11. Il ressort des pièces du dossier que Mme D... A... est entrée en France dans le courant de l'année 2016, qu'elle a obtenu un titre de séjour portant la mention " vie privée et familiale " l'autorisant à séjourner en France entre le 9 février 2017 et le 10 février 2020 et qu'à la date de la décision litigieuse, elle exerçait une activité professionnelle depuis le mois d'avril 2019. Toutefois, ainsi qu'il a été dit au point 5 ci-dessus, il ne ressort pas des pièces du dossier que le père de sa fille française contribuerait à son éducation et la requérante justifie avoir conclu, le 5 juillet 2018, un pacte civil de solidarité avec un compatriote dont elle a eu un second enfant. Dans ces conditions, alors même que la sœur de son partenaire vivrait en France, la décision litigieuse n'a pas porté au droit de Mme D... A... au respect de sa vie privée et familiale une atteinte disproportionnée aux buts en vue desquels elle a été prise et n'a pas méconnu l'intérêt supérieur de sa fille ainée. Par suite, le moyen tiré de la méconnaissance des stipulations précitées doit être écarté. Pour les mêmes motifs, doit également être écarté le moyen tiré de l'erreur manifeste dont serait entachée la décision litigieuse dans l'appréciation de la situation personnelle de la requérante.

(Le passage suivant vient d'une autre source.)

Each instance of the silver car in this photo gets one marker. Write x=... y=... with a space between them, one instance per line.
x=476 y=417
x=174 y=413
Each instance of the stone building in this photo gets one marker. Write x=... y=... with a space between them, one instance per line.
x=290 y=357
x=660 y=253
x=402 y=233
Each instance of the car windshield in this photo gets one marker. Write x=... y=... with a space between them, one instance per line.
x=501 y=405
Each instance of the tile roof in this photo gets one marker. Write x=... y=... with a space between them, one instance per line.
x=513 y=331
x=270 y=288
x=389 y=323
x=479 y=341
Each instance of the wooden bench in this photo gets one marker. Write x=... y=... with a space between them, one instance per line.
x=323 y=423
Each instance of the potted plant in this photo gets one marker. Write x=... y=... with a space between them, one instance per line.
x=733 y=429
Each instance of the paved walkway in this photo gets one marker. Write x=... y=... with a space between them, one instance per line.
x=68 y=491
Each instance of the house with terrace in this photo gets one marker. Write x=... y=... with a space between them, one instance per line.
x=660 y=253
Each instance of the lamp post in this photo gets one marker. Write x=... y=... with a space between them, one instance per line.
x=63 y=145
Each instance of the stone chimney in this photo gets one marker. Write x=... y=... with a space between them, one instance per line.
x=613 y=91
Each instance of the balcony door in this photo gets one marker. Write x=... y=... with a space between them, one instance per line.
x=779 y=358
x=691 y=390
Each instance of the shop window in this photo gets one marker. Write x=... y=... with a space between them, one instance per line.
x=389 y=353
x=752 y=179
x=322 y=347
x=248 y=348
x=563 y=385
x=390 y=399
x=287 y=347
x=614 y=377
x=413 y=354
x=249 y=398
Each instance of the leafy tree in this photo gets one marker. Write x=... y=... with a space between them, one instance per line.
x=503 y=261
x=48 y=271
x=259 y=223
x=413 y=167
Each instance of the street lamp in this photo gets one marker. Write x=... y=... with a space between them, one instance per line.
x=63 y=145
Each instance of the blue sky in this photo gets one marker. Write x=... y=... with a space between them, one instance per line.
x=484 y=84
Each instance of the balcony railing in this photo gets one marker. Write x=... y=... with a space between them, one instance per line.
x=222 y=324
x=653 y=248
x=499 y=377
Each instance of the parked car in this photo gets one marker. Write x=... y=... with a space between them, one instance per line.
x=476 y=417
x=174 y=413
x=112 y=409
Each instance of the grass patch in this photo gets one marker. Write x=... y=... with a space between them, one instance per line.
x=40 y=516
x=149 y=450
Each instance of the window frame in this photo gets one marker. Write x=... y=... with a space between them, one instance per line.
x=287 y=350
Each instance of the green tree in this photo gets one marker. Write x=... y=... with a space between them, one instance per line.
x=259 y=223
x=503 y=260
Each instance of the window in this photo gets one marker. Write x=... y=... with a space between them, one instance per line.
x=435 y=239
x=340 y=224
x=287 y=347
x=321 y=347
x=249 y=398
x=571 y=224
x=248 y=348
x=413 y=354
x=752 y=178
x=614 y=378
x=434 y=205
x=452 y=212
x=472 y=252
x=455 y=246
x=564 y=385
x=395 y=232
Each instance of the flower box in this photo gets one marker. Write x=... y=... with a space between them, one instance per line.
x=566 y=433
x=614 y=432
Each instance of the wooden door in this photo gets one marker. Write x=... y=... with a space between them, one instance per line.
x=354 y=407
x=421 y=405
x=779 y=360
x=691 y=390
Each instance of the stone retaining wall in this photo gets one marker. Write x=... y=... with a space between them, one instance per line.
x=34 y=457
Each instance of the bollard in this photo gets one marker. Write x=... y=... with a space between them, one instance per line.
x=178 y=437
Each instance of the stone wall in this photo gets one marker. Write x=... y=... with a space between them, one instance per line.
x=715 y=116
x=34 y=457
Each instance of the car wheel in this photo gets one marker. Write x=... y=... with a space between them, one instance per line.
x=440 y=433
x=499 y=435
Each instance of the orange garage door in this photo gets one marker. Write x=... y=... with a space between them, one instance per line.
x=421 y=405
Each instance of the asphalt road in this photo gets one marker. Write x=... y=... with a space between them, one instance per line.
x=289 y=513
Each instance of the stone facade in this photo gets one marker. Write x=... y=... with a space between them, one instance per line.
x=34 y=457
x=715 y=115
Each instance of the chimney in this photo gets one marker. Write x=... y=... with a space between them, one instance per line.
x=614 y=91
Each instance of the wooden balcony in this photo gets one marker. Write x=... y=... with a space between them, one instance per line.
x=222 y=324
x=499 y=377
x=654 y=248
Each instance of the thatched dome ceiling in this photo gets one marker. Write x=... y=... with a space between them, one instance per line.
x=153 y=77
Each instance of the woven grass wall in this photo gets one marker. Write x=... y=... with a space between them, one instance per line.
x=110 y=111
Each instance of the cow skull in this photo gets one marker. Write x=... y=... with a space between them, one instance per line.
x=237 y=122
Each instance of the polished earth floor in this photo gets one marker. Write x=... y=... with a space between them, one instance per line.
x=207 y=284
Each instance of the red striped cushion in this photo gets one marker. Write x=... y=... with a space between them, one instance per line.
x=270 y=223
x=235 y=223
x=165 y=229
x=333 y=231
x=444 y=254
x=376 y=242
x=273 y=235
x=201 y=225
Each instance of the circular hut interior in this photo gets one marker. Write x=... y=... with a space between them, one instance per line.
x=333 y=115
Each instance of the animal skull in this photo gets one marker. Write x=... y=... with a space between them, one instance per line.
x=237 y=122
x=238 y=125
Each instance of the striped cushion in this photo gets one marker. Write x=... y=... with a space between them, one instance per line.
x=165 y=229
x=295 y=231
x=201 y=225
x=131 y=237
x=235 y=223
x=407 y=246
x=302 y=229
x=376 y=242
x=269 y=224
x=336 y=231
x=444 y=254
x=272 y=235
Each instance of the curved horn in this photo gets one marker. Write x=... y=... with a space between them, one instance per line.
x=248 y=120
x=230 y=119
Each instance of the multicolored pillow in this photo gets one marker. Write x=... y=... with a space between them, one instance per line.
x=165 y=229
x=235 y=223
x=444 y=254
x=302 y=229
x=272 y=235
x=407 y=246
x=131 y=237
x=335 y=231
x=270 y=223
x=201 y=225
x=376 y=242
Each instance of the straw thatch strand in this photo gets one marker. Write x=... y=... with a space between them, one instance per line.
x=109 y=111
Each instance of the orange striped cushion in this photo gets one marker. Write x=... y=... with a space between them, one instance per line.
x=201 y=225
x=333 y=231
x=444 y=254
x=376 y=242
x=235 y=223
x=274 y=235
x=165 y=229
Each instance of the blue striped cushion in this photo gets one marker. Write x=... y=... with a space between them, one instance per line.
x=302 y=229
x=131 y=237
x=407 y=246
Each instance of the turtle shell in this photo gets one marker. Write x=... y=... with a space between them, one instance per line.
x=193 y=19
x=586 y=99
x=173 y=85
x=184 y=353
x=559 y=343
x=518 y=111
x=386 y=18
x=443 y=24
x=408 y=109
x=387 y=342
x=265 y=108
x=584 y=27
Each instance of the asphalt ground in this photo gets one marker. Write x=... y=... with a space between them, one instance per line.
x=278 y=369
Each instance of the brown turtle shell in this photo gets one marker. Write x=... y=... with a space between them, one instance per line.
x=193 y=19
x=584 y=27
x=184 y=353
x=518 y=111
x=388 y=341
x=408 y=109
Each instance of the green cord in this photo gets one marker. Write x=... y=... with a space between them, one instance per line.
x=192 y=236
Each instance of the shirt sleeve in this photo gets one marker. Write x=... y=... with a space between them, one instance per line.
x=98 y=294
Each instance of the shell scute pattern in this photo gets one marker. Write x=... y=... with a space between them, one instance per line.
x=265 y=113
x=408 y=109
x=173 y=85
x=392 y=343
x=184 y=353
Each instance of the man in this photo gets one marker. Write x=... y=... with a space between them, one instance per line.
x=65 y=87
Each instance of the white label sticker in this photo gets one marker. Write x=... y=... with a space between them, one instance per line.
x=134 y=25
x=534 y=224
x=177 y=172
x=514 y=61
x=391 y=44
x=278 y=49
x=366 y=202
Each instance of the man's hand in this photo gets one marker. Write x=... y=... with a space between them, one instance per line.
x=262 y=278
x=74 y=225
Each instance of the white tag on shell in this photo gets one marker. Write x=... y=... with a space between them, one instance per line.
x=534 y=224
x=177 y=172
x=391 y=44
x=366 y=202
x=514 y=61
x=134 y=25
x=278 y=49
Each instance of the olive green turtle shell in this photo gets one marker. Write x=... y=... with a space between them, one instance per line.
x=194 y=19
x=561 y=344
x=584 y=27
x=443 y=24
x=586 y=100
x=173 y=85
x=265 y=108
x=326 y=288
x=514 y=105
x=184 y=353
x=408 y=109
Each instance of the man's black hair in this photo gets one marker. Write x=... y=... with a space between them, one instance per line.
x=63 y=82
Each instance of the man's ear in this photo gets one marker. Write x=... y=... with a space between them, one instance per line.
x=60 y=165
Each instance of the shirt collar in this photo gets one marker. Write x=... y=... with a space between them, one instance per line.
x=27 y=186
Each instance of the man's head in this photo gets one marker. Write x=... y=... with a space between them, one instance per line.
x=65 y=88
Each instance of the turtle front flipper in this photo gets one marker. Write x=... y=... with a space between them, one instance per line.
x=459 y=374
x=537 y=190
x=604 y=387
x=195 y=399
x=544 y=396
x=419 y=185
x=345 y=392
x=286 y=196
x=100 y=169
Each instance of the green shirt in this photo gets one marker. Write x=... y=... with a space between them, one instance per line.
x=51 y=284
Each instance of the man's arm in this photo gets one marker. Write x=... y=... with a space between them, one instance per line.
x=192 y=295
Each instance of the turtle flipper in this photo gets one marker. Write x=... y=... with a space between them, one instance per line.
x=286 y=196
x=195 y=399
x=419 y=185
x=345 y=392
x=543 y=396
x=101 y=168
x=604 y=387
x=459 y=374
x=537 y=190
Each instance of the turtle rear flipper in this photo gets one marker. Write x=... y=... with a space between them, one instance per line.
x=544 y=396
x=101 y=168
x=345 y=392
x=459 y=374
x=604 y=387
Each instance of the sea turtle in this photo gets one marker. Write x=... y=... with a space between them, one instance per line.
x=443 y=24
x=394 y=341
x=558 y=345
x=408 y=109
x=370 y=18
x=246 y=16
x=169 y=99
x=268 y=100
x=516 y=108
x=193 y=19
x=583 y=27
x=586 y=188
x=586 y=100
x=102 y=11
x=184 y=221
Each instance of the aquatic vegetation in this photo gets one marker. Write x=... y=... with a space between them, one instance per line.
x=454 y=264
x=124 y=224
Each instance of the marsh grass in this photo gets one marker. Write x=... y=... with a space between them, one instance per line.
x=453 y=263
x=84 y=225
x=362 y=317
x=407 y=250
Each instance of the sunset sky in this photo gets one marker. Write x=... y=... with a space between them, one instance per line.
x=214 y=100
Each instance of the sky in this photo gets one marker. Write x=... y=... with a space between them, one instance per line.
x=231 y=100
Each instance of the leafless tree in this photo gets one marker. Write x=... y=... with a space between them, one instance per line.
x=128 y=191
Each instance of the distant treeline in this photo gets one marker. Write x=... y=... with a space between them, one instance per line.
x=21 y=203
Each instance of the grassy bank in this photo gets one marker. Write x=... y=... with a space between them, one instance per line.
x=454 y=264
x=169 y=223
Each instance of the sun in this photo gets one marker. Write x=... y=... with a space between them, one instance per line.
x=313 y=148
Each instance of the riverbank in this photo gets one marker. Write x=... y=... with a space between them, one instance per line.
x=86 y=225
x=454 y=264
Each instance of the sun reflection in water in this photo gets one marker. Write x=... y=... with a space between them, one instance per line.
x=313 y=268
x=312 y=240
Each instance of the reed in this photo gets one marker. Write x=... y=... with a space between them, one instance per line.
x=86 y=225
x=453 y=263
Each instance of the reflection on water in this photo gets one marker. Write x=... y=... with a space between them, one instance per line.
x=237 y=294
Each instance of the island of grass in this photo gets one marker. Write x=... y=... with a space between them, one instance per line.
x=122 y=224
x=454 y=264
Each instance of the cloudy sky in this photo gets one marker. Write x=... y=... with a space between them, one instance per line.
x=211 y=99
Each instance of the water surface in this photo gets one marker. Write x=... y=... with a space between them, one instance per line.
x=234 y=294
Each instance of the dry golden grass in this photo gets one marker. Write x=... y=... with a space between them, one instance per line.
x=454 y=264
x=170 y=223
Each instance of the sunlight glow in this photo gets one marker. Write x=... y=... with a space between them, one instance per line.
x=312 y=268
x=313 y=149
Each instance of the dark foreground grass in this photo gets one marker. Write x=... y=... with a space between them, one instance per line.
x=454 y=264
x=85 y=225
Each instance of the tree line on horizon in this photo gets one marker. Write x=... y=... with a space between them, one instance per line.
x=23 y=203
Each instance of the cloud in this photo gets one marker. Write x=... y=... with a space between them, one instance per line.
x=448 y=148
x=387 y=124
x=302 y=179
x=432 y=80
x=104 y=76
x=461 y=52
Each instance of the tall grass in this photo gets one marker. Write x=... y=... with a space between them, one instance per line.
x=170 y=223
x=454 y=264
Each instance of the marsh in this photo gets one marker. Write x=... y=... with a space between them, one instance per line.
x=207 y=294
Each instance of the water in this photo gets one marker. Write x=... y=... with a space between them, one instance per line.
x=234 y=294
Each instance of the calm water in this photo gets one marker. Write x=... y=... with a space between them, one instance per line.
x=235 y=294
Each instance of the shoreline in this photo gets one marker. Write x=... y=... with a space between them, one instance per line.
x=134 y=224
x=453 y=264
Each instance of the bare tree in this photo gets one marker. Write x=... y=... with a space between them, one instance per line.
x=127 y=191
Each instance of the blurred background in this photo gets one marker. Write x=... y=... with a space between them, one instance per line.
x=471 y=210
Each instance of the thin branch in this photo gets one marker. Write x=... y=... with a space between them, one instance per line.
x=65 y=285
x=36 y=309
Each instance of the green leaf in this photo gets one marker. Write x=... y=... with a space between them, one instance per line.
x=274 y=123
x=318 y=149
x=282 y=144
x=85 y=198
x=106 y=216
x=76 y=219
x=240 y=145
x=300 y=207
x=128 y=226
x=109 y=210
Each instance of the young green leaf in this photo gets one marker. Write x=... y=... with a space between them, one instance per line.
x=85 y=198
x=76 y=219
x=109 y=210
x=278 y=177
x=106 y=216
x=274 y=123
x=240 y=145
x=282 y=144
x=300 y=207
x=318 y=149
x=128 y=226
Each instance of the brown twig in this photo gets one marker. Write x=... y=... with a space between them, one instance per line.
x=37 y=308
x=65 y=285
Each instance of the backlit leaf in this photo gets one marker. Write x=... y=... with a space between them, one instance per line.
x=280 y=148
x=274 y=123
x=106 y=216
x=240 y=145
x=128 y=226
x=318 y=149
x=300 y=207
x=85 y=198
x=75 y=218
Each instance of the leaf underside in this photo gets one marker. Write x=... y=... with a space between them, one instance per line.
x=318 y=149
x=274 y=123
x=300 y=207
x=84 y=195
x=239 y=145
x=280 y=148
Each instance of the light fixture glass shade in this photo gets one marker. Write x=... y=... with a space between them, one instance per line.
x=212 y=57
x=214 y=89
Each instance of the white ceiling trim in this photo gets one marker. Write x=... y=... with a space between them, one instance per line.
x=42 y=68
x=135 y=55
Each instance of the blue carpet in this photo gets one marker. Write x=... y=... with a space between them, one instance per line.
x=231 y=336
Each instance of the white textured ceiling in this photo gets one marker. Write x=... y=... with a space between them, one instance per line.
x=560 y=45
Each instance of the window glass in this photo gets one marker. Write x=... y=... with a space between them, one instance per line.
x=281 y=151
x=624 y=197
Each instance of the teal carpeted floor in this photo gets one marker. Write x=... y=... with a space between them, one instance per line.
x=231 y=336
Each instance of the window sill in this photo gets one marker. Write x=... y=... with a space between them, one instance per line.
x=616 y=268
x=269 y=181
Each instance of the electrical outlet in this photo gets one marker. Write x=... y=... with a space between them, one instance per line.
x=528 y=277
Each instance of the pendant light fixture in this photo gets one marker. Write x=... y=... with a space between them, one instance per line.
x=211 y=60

12. Il résulte de ce qui précède que Mme D... A... n'est pas fondée à soutenir que c'est à tort que, par le jugement attaqué, le tribunal administratif de Bordeaux a rejeté sa demande. Sa requête doit, par suite, être rejetée en toutes ses conclusions.
DECIDE :
Article 1er : La requête de Mme D... A... est rejetée.
Article 2 : Le présent arrêt sera notifié à Mme F... D... A... et au ministre de l'intérieur et des outre-mer.
Copie en sera adressée au préfet de la Gironde.
Délibéré après l'audience du 11 janvier 2024 à laquelle siégeaient :
M. Jean-Claude Pauziès, président,
Mme Christelle Brouard-Lucas, présidente-assesseure,
Mme Kolia Gallier, première conseillère.
Rendu public par mise à disposition au greffe le 1er février 2024.
La rapporteure,
Kolia GallierLe président,
Jean-Claude Pauziès
La greffière,
Marion Azam Marche
La République mande et ordonne au ministre de l'intérieur et des outre-mer en ce qui le concerne, et à tous commissaires de justice à ce requis, en ce qui concerne les voies de droit commun contre les parties privées, de pourvoir à l'exécution de la présente décision.